3. Condenação cumulativa e simultânea quando não for possível a recuperação do meio ambiente
No sistema jurídico brasileiro o princípio da reparação integral do dano ambiental, determina a responsabilização por todos os efeitos decorrentes da conduta lesiva, incluindo, entre outros aspectos, o prejuízo suportado pela sociedade, até que haja completa e absoluta recuperação in natura do bem lesado.
Na linha do estatuído nos arts. 225, 170, inciso VI, e 186, II, da Constituição Federal, o art. 4º da Lei 6.938/1981 dispõe que a Política Nacional do Meio Ambiente se norteará pelos princípios do poluidor-pagador, do usuário-pagador e da reparação in integrum.

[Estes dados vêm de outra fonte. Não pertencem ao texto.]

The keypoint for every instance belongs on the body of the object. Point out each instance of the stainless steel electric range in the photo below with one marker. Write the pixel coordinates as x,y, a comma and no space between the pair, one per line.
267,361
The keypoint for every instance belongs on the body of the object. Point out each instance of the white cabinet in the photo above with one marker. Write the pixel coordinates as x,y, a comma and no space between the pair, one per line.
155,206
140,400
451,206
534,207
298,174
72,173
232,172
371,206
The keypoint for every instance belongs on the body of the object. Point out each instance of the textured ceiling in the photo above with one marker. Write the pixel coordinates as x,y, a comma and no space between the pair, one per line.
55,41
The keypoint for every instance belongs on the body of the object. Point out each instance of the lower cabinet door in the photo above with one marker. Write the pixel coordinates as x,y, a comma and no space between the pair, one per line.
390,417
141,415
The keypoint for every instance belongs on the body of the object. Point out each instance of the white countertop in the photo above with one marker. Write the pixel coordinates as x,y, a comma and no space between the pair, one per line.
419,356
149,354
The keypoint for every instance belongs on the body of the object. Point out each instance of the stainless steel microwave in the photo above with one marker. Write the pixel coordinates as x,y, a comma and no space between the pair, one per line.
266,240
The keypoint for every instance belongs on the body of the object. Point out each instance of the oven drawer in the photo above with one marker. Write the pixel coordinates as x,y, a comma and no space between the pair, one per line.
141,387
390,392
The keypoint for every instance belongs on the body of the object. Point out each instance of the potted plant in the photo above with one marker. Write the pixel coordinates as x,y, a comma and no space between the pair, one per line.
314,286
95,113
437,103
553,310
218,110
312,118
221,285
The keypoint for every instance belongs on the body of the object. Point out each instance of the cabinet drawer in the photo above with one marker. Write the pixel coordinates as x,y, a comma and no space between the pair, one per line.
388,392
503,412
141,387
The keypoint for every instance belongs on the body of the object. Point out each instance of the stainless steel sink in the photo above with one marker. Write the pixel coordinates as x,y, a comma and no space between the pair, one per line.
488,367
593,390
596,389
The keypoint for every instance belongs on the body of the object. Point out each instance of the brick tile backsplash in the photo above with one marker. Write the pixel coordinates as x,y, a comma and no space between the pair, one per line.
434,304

É o que basta para concretizar a obrigação de recuperar o dano ambiental, indenizar os prejuízos sofridos pelas vítimas e pela biota afetada e pagar pelos serviços ambientais retirados da Natureza:
VII – à imposição, ao poluidor e ao predador, da obrigação de recuperar e/ou indenizar os danos causados e, ao usuário, da contribuição pela utilização de recursos ambientais com fins econômicos.
Por sua vez, vale colacionar novamente a previsão estatuída no art. 14, § 1º, da referida lei estabelece a responsabilidade objetiva do poluidor da seguinte forma:
Sem obstar a aplicação das penalidades previstas neste artigo, é o poluidor obrigado, independentemente da existência de culpa, a indenizar ou reparar os danos causados ao meio ambiente e a terceiros, afetados por sua atividade.
Logo, os deveres de indenização e recuperação ambientais não são “pena”, mas providências ressarcitórias de natureza civil que buscam, simultânea e complementarmente, a restauração do status quo ante da biota afetada.
De igual moda, busca-se a reversão à coletividade dos benefícios econômicos auferidos com a utilização ilegal e individual de bem supraindividual salvaguardado, que, nos termos do art. 225 da Constituição, é “de uso comum do povo”.
Portanto, em que pese o entendimento jurisprudencial de ser possível cumular nesta ação os pedidos de condenação à obrigação de fazer (reparação do dano ambiental, por exemplo), com o pedido de indenização a título de ressarcimento pelos danos materiais causados, temos defendido que tal somente se aplica nos casos em que a restauração do meio ambiente ao status quo ante se mostrar impossível.